2022-09-02 Thread Apache Spark (Jira)


[ 
https://issues.apache.org/jira/browse/SPARK-40315?page=com.atlassian.jira.plugin.system.issuetabpanels:comment-tabpanel=17599474#comment-17599474
 ] 

Apache Spark commented on SPARK-40315:
--

User 'c27kwan' has created a pull request for this issue:
https://github.com/apache/spark/pull/37771

> Non-deterministic hashCode() calculations for ArrayBasedMapData on equal 
> objects
> 
>
> Key: SPARK-40315
> URL: https://issues.apache.org/jira/browse/SPARK-40315
> Project: Spark
>  Issue Type: Bug
>  Components: Spark Core
>Affects Versions: 3.2.2
>Reporter: Carmen Kwan
>Priority: Major
>
> There is no explicit `hashCode()` function override for the 
> `ArrayBasedMapData` LogicalPlan.
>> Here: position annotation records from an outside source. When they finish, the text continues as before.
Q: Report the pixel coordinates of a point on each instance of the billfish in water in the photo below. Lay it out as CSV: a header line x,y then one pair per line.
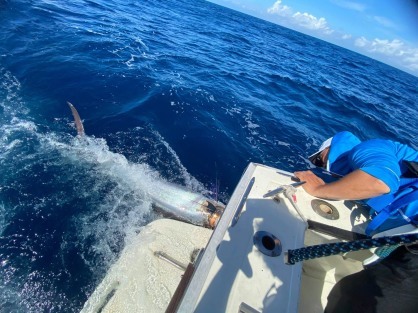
x,y
175,201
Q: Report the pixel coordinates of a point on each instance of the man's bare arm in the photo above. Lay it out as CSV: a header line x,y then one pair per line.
x,y
355,186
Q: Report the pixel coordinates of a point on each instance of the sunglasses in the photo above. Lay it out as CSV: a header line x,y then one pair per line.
x,y
317,161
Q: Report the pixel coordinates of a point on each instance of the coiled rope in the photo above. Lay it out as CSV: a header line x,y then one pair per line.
x,y
317,251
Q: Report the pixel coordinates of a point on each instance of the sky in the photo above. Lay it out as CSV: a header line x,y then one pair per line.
x,y
385,30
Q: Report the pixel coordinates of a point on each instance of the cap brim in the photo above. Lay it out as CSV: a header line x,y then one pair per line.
x,y
312,157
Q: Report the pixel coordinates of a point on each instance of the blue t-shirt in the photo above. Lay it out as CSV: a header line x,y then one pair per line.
x,y
378,157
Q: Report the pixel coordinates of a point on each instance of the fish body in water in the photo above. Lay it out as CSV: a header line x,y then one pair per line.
x,y
175,201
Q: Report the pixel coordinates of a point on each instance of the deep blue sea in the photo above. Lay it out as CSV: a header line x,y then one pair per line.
x,y
177,90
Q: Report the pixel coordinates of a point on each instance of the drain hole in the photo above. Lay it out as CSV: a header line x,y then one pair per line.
x,y
325,208
268,242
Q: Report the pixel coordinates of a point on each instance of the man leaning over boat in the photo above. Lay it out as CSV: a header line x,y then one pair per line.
x,y
384,175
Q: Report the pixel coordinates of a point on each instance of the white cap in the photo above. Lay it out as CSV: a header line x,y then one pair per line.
x,y
324,145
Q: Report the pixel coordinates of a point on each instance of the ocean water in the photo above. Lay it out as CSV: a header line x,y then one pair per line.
x,y
177,90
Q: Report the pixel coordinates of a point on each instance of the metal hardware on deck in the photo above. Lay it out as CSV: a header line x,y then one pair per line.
x,y
267,243
325,209
169,259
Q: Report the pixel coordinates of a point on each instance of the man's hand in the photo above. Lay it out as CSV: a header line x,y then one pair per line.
x,y
355,186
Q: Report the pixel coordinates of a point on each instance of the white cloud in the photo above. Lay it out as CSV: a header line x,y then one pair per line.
x,y
385,22
361,42
350,5
311,22
280,9
303,20
394,51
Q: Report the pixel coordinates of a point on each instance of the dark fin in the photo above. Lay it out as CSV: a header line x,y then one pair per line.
x,y
77,120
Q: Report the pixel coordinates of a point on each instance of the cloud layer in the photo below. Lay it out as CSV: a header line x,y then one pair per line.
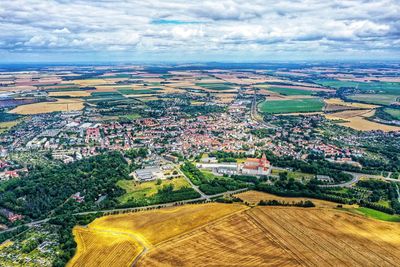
x,y
201,29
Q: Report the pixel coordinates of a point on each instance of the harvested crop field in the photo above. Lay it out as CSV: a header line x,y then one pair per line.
x,y
70,93
104,248
291,106
234,235
168,222
337,104
61,104
357,119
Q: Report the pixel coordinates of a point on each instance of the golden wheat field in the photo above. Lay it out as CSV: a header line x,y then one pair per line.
x,y
104,248
46,107
70,93
168,222
235,235
338,101
357,119
145,229
283,236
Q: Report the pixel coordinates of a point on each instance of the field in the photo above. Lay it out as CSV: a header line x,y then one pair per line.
x,y
147,189
108,235
235,235
381,87
337,104
395,113
378,99
279,236
289,91
61,104
357,119
378,215
70,93
139,91
291,106
254,197
294,175
215,86
104,248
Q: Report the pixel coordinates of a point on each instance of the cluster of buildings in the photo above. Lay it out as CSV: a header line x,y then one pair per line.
x,y
251,166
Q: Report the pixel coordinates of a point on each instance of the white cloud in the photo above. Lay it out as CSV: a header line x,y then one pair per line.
x,y
309,26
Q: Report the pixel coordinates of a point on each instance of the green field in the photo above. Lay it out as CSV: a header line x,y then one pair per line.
x,y
378,215
129,91
291,106
289,91
395,113
132,116
103,96
294,174
378,99
381,87
215,86
147,189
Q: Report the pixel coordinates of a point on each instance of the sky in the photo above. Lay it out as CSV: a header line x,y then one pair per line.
x,y
195,31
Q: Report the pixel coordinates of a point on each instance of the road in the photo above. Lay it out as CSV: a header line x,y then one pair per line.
x,y
165,205
356,178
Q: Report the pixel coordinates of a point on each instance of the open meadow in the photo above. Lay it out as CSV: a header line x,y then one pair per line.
x,y
136,190
291,106
61,104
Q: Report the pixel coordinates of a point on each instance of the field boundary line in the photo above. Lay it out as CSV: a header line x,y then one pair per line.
x,y
191,231
272,237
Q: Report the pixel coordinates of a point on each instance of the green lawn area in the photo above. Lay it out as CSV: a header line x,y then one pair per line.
x,y
378,99
290,91
378,215
395,113
215,86
129,91
208,175
294,175
143,190
384,203
291,106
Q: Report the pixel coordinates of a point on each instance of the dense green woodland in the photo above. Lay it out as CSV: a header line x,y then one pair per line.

As a result, the `hashCode()` computed for 
> `ArrayBasedMapData` can be different for two equal objects (objects with 
> equal keys and values).
> This error is non-deterministic and hard to reproduce, as we don't control 
> the default `hashCode()` function.
> We should override the `hashCode` function so that it works exactly as we 
> expect. We should also have an explicit `equals()` function for consistency 
> with how `Literals` check for equality of `ArrayBasedMapData`.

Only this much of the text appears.